在工業表面缺陷檢測領域中，研究者們一直致力於創建一種基於深度學習的智能缺陷檢測系統，該系統希望能實現接近零缺陷率，同時保持輕量、高效和低成本的解決方案。然而，這些目標經常相互衝突，開發一個能夠同時實現所有目標的模型是不現實的，通常必須做出一些取捨。舉例而言，如果精度是首要考慮因素，則可能需要取得大量且標記過的瑕疵圖像，並進行監督式學習。而如果優先考慮輕量級和低成本，則通常會使用簡單的小型模型，例如Auto-Encoder，並使用大量的無瑕疵圖像進行非監督式學習，以最大程度地減少標記成本。

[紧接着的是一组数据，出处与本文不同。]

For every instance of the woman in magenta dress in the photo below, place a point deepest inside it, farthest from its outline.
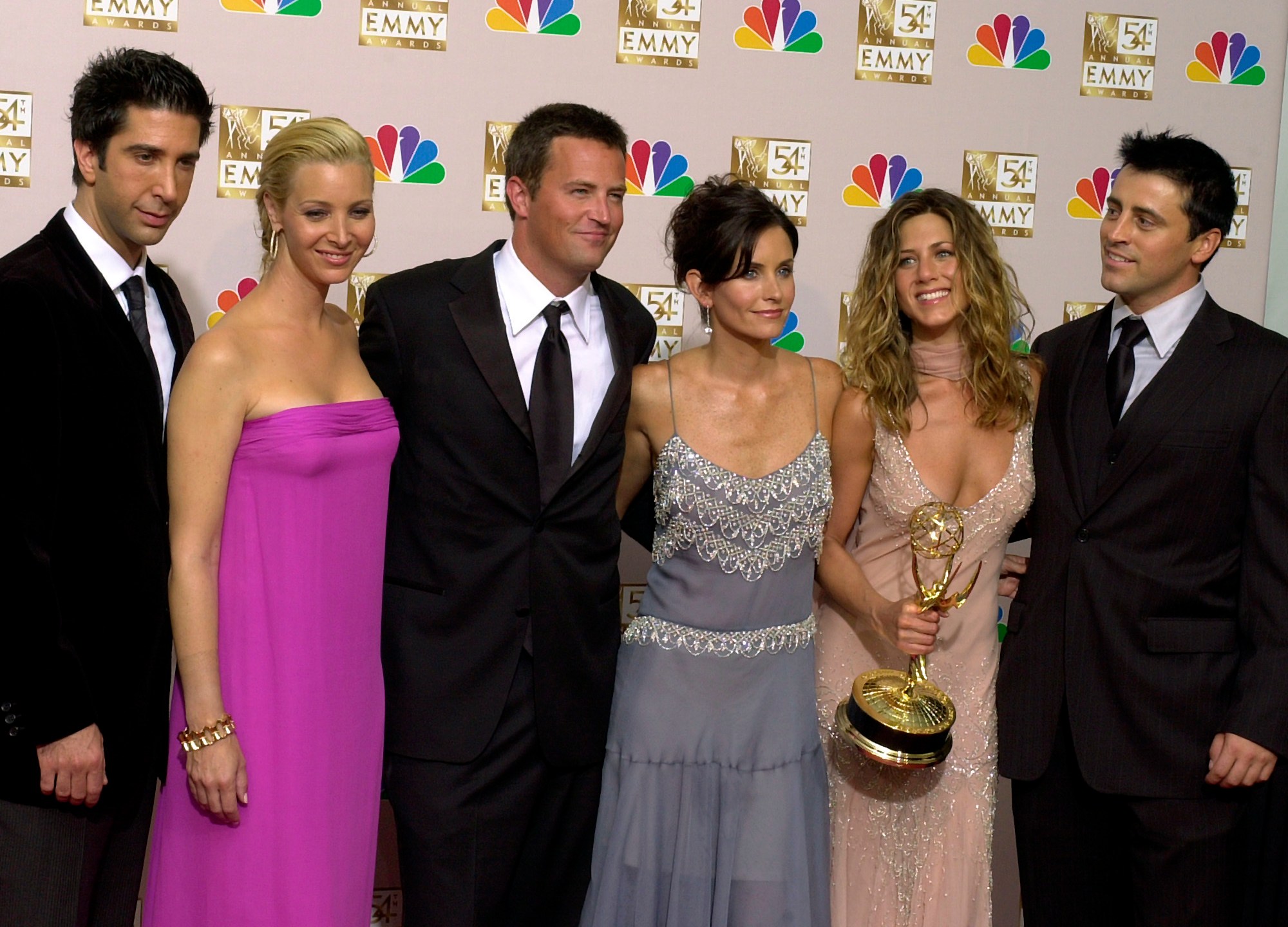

如前所述，設計一個能夠同時實現所有目標的單一模型非常困難。然而，現今的研究通常集中於使用單一模型完成這些任務，並很少涉及多模型架構。本文提出了一種表面缺陷檢測和分類系統，該系統主要由三個模型組成，分別是以CNN為基礎的表面缺陷檢測領域中當前最先進的模型[1]，以及基於VAEGAN的零樣本學習分類器，還有由我們實驗室開發的Variational Auto-Encoder模型[2]組成。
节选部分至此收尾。